How many tests should I write?

When a team comes under pressure to get software delivered, quite often any effort spent writing tests is seen as detracting from the delivery push. It’s easy to understand why this is, because tests are just more code. So we could write less code, and get the product out quicker, right?
Luckily, even teams that dislike testing, are aware of the improved cost of quality that it brings. This makes them think about the optimum number of tests to write without holding things up. What is the bare minimum?
To keep things lean, we should just be thinking about testing the stuff we must have, and the stuff that we can’t stand to have. The rest of the stuff is detail that will either split off into another lower priority story, or just things that will never get done, and nobody will care.
When prompted for an example of this recently, I invoked some Monty Python, and called for the Holy Hand Grenade of Antioch.
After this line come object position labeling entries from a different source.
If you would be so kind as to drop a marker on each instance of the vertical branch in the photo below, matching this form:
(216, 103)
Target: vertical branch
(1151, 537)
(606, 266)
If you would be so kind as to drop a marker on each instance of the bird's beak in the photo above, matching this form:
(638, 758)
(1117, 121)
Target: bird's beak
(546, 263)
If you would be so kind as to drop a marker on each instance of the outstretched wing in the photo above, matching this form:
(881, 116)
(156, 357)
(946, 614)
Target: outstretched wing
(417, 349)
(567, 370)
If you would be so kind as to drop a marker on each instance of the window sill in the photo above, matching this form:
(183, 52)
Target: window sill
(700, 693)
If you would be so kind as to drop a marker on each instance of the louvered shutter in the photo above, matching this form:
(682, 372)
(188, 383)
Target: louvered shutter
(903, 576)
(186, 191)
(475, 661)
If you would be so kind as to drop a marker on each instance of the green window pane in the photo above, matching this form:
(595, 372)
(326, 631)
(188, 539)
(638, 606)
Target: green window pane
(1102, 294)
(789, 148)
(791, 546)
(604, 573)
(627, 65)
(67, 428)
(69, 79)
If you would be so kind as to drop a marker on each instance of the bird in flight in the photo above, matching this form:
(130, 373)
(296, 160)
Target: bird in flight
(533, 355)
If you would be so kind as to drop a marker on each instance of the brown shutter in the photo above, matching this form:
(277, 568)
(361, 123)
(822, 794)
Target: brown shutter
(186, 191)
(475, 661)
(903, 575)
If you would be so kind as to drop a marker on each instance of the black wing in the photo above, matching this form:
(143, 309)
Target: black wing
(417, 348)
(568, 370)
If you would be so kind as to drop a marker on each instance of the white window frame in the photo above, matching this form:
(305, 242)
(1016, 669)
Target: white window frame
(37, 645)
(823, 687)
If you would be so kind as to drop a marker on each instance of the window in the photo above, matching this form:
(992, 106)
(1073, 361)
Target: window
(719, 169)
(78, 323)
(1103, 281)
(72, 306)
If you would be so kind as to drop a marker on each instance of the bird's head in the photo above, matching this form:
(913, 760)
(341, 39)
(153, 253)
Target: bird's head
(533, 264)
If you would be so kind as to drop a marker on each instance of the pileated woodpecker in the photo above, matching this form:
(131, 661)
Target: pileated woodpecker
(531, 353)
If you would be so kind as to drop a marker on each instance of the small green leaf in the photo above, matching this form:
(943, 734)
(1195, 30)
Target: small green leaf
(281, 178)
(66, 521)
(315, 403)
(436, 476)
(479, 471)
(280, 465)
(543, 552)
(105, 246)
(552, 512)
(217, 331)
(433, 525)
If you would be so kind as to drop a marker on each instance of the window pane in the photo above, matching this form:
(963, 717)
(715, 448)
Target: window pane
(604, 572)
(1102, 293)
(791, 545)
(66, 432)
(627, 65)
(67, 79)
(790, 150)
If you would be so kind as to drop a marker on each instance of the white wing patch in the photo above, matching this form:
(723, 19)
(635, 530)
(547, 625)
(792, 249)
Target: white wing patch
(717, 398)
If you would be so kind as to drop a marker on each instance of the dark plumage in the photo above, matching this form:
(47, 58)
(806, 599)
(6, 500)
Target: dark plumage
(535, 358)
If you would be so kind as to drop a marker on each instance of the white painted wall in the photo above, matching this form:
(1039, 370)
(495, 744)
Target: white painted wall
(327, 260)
It is probably the first agile user story, and a great example of specifying a product by describing how you should and shouldn’t use it.
To explain, for non Python fans, a medieval king encounters a terrible beast (that looks a lot like a small white rabbit). He summons a monk from his entourage to bring forth the Holy Hand Grenade, and a cleric reads from an ancient holy book, the instructions for the use of said weapon. The important part being¦
First shalt thou take out the Holy Pin. Then shalt thou count to three, no more, no less. Three shall be the number thou shalt count, and the number of the counting shall be three. Four shalt thou not count, neither count thou two, excepting that thou then proceed to three. Five is right out.
This is a great description for someone wanting to put acceptance criteria on, or write behavioural tests for such a device. Here’s my punt at a story for the Holy Hand Grenade.
As a knight who is in a spot of bother
I want to use the holy hand grenade
So that I can complete my quest
What I must have The number of the counting shall be three
Given I have pulled the holy pin
When I count to three and lobbeth the grenade
Then my enemy is blown to tiny bits
What I can’t stand to have Four shalt thou not count
Given I have pulled the holy pin
When I count to four
Then I am blown to tiny bits
neither count thou two, excepting that thou then proceed to three
Given I have pulled the holy pin
When I count to two and stop there
Then I am blown to tiny bits
Five is right out
Given I have pulled the holy pin
When I count to five
Then I must cut down the biggest tree in the forrest with a herring
That is enough tests, for anything else would be too silly.